FRUITS OF GENIUS (Zaireeka)
Joined by a new and better drummer, the Flaming Lips returned
to the studio to record Zaireeka. Here's a short unpublished review
I wrote of Zaireeka:
"What
do you get when you mix the rock opera schlock of Tommy, the acidic
lyrical musings of a Midwestern parking garage aficionado, and the chaos-infused
embodiment of Karlheinz Stockhausen's proposed process music? Yes, you
guessed it, it's the soon-to-be-out-of-print 4 CD extravaganza known as
The Flaming Lips' Zaireeka. Each CD contains different compositional
elements of the same 8 songs. The idea is to play all 4 CD's simultaneously
(low-income fans have been known to conduct in-store 'listenings' in their
local Wal-Mart electronic sections), position yourself somewhere in the
middle of this massive/hokey sonic bliss, and bug out. Even if this CD
set weren't so novel, it would still be the climax of the Flaming Lips'
diligent career. As my friends are often saying, 'Zaireeka is best
appreciated as the hypothetical soundtrack to a Terry Gilliam-directed
epic wherein Jim Carrey and Pee Wee Herman debate theology on Mt. Sinai.'
You might not be ready for this just yet."
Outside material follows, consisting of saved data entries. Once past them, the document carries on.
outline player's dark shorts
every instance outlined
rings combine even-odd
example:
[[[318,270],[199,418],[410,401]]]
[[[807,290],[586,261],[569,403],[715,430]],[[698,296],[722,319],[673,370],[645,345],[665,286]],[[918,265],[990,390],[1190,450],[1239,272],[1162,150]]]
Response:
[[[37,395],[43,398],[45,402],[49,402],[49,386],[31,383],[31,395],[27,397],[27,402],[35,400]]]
The thing about CD players is, they don't synch up perfectly,
so these songs had to be loose enough to elegantly absorb a modicum of
out-of-phase-ness. Also, each stereo has its own particular tone. You
can imagine the endless variations of sound that can be achieved simply
by modifying a few variables (stereo placement, volume, equalization,
and CD combinations, to name a few).